ADR-075: Keycloak Horizontal Scaling via JGroups DNS_PING

Category: architecture Provenance: human

Decision

The Operator MUST automatically configure JGroups DNS_PING discovery for all managed Keycloak instances, enabling transparent horizontal scaling by simply increasing spec.replicas. Implementation details: 1. Create a headless Service (clusterIP: None) for each Keycloak instance with port 7800 (JGroups TCP). 2. Set KC_CACHE_STACK=kubernetes environment variable to use TCP-based discovery instead of UDP multicast. 3. Set JAVA_OPTS_APPEND=-Djgroups.dns.query=<headless-service>.<namespace>.svc.cluster.local for DNS-based peer discovery. 4. Expose port 7800 in the Deployment container spec for JGroups communication. This supersedes ADR-074 which recommended external Keycloak for HA scenarios.

Rationale

Keycloak requires JGroups/Infinispan clustering to share sessions and distributed caches across replicas. Without proper discovery, multiple replicas operate as isolated instances causing split-brain scenarios. DNS_PING via headless Services is the Kubernetes-native approach: - No special RBAC permissions needed (unlike KUBE_PING which requires pod listing) - Works across all Kubernetes distributions - Simple configuration via environment variables - Automatic peer discovery through DNS A-records The kubernetes cache stack (introduced in Keycloak 21) provides a pre-configured JGroups setup optimized for Kubernetes using TCP transport and DNS_PING discovery.

Agent Instructions

When users ask about scaling Keycloak, explain that horizontal scaling is now supported out-of-the-box. Users simply need to set spec.replicas to the desired count in the Keycloak CR. The operator automatically configures JGroups clustering via DNS_PING discovery. For verification, users can check pod logs for ISPN000094: Received new cluster view showing the expected member count. Note: This requires Keycloak 25.0.0+ (already a project requirement) and works best with the CNPG database backend for shared persistence.

Rejected Alternatives

KUBE_PING discovery

Requires additional RBAC permissions (pods/list, pods/get) in the Keycloak namespace. DNS_PING achieves the same result using standard Kubernetes DNS without extra permissions, aligning with our least-privilege security model.
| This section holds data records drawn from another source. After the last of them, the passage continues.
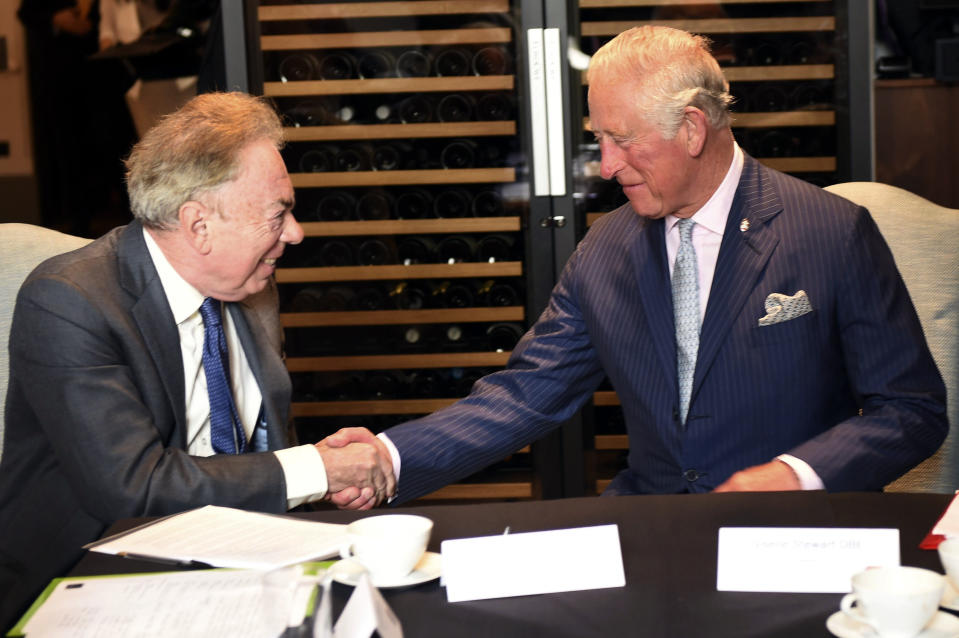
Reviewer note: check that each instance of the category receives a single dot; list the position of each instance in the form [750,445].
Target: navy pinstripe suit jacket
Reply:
[795,387]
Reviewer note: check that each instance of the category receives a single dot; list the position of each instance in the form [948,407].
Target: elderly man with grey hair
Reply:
[145,368]
[755,327]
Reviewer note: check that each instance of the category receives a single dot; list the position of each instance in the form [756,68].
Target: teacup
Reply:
[388,546]
[897,602]
[949,556]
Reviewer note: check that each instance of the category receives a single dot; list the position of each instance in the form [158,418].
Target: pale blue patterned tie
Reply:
[686,313]
[226,431]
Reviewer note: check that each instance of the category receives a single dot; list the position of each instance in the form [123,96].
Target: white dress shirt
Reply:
[302,466]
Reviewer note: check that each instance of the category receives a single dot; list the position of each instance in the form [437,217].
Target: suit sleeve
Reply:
[890,369]
[91,384]
[550,374]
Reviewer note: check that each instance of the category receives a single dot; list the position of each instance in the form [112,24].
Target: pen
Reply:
[194,564]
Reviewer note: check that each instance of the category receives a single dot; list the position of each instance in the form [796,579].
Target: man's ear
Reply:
[195,224]
[696,129]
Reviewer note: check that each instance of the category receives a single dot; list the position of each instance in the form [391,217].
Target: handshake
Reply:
[359,469]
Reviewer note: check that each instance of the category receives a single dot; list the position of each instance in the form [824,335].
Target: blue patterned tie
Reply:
[686,313]
[226,431]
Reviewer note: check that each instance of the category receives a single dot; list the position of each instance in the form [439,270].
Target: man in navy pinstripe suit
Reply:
[811,370]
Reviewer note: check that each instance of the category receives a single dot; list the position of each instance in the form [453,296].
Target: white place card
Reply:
[532,563]
[800,559]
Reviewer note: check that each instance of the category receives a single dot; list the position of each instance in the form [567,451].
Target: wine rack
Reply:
[402,145]
[783,62]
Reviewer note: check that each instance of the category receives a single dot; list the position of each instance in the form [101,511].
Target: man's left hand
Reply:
[774,476]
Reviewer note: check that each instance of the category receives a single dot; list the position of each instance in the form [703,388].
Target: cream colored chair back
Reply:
[924,238]
[22,248]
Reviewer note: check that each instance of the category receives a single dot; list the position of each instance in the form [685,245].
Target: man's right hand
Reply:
[358,468]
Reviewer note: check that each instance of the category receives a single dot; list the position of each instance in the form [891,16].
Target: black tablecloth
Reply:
[669,546]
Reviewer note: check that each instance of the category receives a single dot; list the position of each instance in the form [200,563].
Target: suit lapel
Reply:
[742,257]
[153,317]
[648,253]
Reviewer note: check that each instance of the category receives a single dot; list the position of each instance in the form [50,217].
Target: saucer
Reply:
[943,625]
[348,572]
[950,597]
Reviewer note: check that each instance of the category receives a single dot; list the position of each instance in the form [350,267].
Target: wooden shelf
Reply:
[612,441]
[378,9]
[401,178]
[610,4]
[391,85]
[719,25]
[800,164]
[398,317]
[398,361]
[372,408]
[784,118]
[412,226]
[397,131]
[477,491]
[773,73]
[384,39]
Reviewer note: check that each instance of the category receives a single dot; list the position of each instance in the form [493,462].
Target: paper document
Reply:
[207,604]
[226,537]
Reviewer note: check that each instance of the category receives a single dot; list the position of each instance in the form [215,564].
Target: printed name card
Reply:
[800,559]
[532,563]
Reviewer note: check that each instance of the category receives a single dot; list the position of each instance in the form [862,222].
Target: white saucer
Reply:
[943,625]
[950,597]
[348,572]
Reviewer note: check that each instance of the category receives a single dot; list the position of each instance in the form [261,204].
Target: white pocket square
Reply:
[780,307]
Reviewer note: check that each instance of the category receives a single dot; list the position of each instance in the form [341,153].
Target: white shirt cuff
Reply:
[808,479]
[395,458]
[305,474]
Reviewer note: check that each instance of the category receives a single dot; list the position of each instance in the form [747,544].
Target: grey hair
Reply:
[669,69]
[192,151]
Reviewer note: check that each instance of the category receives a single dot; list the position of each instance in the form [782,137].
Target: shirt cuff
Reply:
[305,474]
[395,458]
[808,479]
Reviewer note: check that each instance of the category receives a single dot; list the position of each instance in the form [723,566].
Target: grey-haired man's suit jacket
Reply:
[95,412]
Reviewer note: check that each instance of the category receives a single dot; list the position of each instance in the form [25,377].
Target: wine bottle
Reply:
[337,65]
[353,158]
[492,60]
[375,252]
[456,107]
[335,206]
[415,109]
[487,203]
[458,154]
[453,202]
[320,159]
[502,337]
[494,107]
[335,252]
[375,204]
[298,67]
[453,61]
[415,203]
[456,249]
[413,64]
[376,64]
[416,250]
[495,248]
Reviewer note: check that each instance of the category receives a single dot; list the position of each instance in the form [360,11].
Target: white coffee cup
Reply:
[388,546]
[949,556]
[898,602]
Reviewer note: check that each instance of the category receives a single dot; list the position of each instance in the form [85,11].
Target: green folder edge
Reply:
[310,568]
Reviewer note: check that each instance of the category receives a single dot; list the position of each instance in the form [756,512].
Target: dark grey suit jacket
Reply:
[794,387]
[95,412]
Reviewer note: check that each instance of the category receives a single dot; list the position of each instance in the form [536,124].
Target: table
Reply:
[669,546]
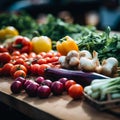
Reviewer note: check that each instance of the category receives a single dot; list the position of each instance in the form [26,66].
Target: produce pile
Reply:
[57,50]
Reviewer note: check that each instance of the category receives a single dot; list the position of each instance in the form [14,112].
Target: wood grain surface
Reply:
[53,108]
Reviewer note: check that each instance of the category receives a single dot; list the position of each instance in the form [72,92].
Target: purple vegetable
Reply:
[83,78]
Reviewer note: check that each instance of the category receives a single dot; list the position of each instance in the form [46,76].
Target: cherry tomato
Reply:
[34,69]
[7,68]
[17,67]
[53,59]
[5,57]
[42,69]
[16,53]
[19,73]
[69,83]
[3,49]
[28,66]
[49,54]
[32,55]
[19,61]
[42,61]
[75,91]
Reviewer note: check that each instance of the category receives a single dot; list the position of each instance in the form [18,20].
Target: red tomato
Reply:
[42,69]
[69,83]
[42,54]
[57,54]
[17,67]
[42,61]
[53,59]
[28,66]
[19,61]
[49,54]
[3,49]
[7,68]
[75,91]
[19,73]
[5,57]
[34,69]
[32,55]
[16,53]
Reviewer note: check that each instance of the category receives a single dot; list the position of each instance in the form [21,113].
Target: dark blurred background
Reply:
[100,13]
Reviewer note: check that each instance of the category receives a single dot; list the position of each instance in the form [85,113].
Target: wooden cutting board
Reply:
[52,108]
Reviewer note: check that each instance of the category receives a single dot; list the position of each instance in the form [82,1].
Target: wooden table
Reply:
[52,108]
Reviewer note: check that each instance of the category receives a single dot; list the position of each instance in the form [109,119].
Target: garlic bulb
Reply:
[109,66]
[85,53]
[74,61]
[72,53]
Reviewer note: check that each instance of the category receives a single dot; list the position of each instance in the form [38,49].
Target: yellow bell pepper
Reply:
[8,32]
[66,45]
[41,44]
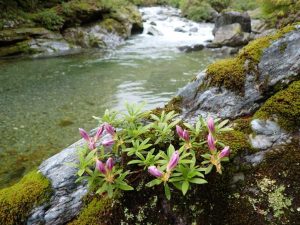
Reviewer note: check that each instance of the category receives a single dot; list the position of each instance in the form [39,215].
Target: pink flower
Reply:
[225,152]
[108,142]
[211,142]
[100,166]
[173,161]
[211,124]
[184,134]
[109,129]
[91,140]
[154,171]
[110,163]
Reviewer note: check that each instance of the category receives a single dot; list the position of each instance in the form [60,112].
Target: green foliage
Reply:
[230,73]
[284,107]
[219,5]
[49,19]
[144,141]
[17,201]
[280,12]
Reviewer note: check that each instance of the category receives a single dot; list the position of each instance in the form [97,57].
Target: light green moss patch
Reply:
[98,211]
[236,140]
[230,73]
[18,200]
[284,106]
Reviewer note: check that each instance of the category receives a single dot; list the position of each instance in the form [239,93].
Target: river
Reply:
[44,101]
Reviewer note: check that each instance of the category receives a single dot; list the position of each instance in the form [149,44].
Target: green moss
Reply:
[243,125]
[98,211]
[19,48]
[173,105]
[49,19]
[113,26]
[236,140]
[283,106]
[18,200]
[230,73]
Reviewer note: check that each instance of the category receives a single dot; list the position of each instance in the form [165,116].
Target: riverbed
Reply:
[44,100]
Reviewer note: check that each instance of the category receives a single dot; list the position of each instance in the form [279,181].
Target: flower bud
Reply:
[185,135]
[211,124]
[225,152]
[179,131]
[108,142]
[173,161]
[110,163]
[100,166]
[99,133]
[84,134]
[211,142]
[154,171]
[109,129]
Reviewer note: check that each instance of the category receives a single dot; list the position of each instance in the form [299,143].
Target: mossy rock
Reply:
[284,106]
[19,48]
[237,141]
[99,210]
[114,26]
[17,201]
[231,73]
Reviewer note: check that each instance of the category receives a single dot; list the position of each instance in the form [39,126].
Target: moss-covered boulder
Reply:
[17,201]
[237,87]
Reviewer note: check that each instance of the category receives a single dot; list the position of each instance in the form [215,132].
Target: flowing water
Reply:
[44,101]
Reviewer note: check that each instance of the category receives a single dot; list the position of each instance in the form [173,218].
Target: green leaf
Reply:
[185,187]
[153,183]
[167,192]
[198,181]
[125,187]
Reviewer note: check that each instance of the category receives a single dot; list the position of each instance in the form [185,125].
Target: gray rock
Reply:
[268,134]
[227,18]
[66,200]
[193,29]
[180,29]
[154,31]
[191,48]
[231,35]
[273,71]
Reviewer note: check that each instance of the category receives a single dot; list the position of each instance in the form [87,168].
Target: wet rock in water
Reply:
[258,26]
[180,29]
[227,18]
[191,48]
[231,35]
[154,31]
[193,29]
[200,97]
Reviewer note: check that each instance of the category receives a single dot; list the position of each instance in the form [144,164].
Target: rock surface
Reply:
[92,26]
[231,35]
[67,196]
[227,18]
[224,103]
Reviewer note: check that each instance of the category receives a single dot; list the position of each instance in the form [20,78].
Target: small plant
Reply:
[155,143]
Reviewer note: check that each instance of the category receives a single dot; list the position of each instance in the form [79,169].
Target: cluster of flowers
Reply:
[179,167]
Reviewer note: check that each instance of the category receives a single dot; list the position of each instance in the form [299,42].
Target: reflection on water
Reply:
[44,101]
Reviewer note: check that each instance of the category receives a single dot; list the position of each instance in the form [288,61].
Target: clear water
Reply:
[44,101]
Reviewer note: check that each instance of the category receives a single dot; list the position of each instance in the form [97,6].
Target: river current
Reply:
[44,101]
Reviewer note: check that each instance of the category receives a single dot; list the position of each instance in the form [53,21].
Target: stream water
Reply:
[44,101]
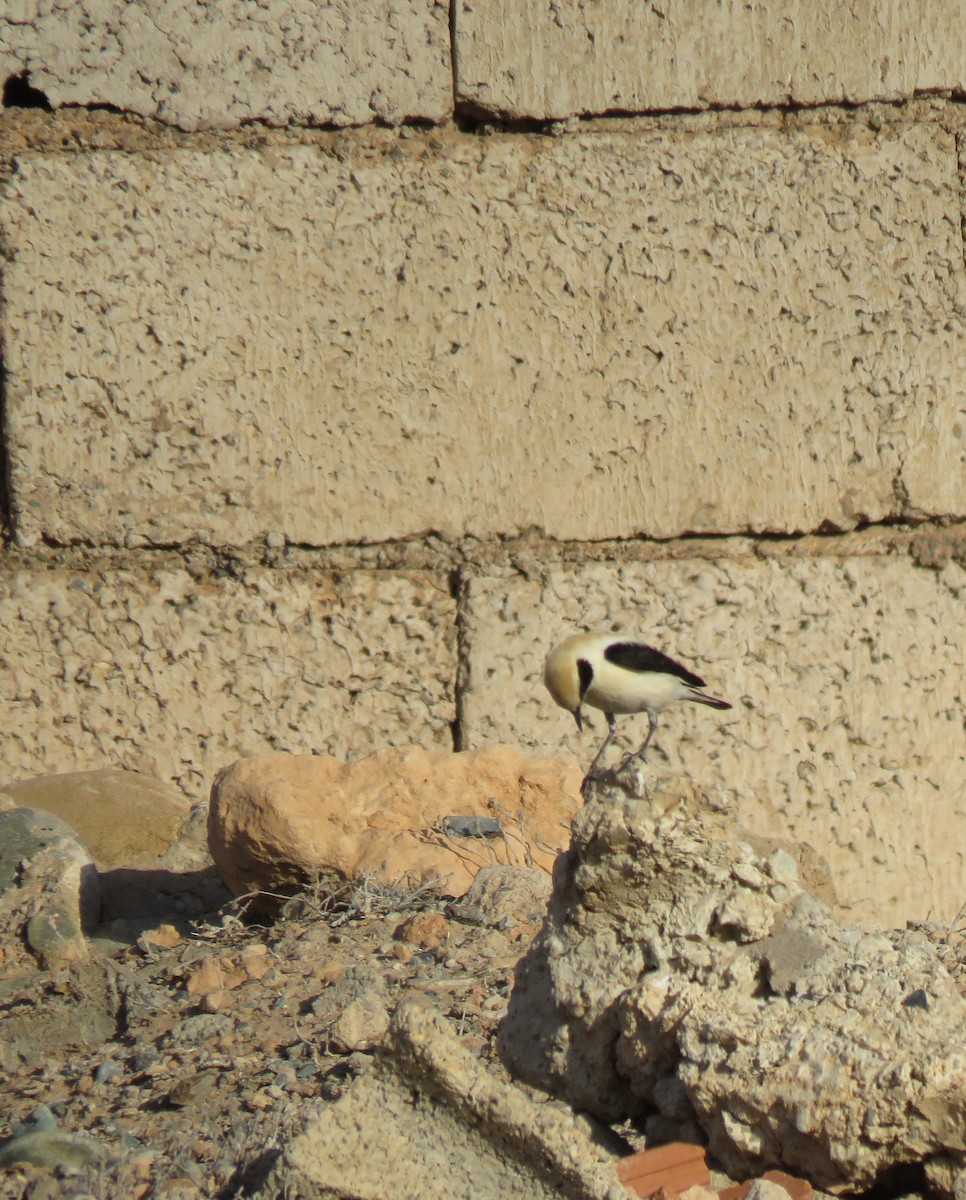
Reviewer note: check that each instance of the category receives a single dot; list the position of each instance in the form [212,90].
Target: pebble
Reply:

UDP Multicast (default JGroups)

Most Kubernetes CNI implementations block or don't support multicast traffic. TCP with DNS_PING is universally supported across all Kubernetes environments.

External configuration only

Forces users to manually configure clustering, violating our GitOps-first design principle. Automatic configuration provides a better out-of-box experience while still allowing overrides.